Using the probability (p-value) generated from the ANOVA output of each linear model, we determine if the methylation coefficient (β1) is significantly different from zero. A significantly positive coefficient indicates that increased methylation levels are associated with high gene expression. A significantly negative coefficient means that high methylation levels are associated with low gene expression levels. Using the p value and coefficient, we identify genes with a positive correlation between gene expression and methylation and those with a negative correlation. To make sure our results are biologically significant, we look for large correlations and thus extract genes with methylation coefficients |methy.coeff| > 0.5 and an even more stringent condition |methy.coeff| > 1. We then extract genes fitting both conditions (i.e., p value and methylation coefficient). Our results are summarized in Table 1. “Pairs” refers to the number of probeset and probe (m × n) pairings that qualify under each condition; “Genes”, on the other hand, means the number of unique genes that meet each specification. The number of genes is less than the number of pairs because a unique gene may correspond to several probeset and probe pairs.
In order to further analyze these genes, we use the same linear modeling and analysis of variance described above and summarize each gene by examining all of the m × n pairs and determining how many are significant. Looking at the number of probesets and probes each unique gene corresponds to, there is a large variation among the genes. Therefore, we label a gene as “long” (i.e., a long gene) if it has more than two corresponding probesets in the gene expression data or more than 20 corresponding probes in the methylation data. Otherwise, we call it a “short” gene. Long genes have more pairs of probesets and probes than short genes, so it is not proper to use the same criteria for long and short genes. Distinguishing between long and short allows us to apply more stringent cut-off values on the short genes and more lenient cut-off values when analyzing the long genes. Furthermore, we call a gene’s correlation positive if more than half of the probeset and probe pairs have a positive methylation coefficient. Similarly, the correlation is negative if more than half of the pairs have a negative methylation coefficient. If both of these conditions are false, we conclude that the gene has no correlation.

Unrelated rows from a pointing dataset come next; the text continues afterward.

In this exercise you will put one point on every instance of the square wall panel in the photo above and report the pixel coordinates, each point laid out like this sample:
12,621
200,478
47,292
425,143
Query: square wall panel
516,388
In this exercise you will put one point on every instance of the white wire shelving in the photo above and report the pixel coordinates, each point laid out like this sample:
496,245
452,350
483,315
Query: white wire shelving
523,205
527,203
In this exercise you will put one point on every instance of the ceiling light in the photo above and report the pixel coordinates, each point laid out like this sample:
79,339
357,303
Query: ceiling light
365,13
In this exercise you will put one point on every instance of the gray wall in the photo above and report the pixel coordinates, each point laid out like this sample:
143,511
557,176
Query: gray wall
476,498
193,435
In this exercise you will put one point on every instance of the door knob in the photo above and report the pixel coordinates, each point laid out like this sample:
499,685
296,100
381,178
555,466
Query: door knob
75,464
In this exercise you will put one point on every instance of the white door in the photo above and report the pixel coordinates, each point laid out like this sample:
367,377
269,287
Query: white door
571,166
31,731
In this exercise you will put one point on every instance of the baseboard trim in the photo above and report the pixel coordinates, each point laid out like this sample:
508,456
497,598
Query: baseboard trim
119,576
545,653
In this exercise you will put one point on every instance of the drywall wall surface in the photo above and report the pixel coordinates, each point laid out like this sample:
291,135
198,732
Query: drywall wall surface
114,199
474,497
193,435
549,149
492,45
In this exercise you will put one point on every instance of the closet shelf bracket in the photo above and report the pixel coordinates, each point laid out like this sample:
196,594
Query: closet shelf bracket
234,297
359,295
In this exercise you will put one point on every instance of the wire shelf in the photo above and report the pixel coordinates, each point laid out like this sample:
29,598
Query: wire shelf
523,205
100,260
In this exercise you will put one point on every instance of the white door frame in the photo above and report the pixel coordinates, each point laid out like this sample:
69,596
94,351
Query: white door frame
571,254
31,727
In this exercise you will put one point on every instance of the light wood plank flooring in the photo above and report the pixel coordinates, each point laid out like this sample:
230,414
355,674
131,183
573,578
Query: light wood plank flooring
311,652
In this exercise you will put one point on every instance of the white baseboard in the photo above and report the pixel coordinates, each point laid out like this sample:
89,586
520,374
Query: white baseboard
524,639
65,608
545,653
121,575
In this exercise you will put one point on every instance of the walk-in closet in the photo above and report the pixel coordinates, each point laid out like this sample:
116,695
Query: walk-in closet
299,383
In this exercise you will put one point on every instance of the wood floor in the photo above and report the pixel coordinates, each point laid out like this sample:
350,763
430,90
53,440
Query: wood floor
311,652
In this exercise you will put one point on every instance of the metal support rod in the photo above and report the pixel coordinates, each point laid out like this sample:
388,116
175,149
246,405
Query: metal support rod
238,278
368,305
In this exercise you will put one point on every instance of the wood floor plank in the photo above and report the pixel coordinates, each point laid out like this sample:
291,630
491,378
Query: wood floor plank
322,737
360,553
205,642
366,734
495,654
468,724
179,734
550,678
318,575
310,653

Using a methylation p < 0.05, we determine how many m × n pairs show statistically significant gene expression and methylation correlation. Then, we obtain long genes with more than 15% significant pairs, and extract short genes with more than 30% significant pairs, out of the total number of m × n pairs. This yields 273 long genes and 213 short genes, which are shown in Table 2. Then, out of the 273 long genes, 165 have positive correlation between methylation and gene expression, and 95 have negative correlation. Of the 213 significant short genes, 89 have positive correlation and 87 have negative correlation, see Table 2. In order to further investigate the positively correlated genes and the negatively correlated genes, we combine the 165 positively correlated long genes with the 89 positively correlated short genes to create a gene list of 254 genes with positive correlation. Similarly, combining the 95 negatively correlated long genes with the 87 negatively correlated short genes creates a gene list of 182 genes with negative correlation.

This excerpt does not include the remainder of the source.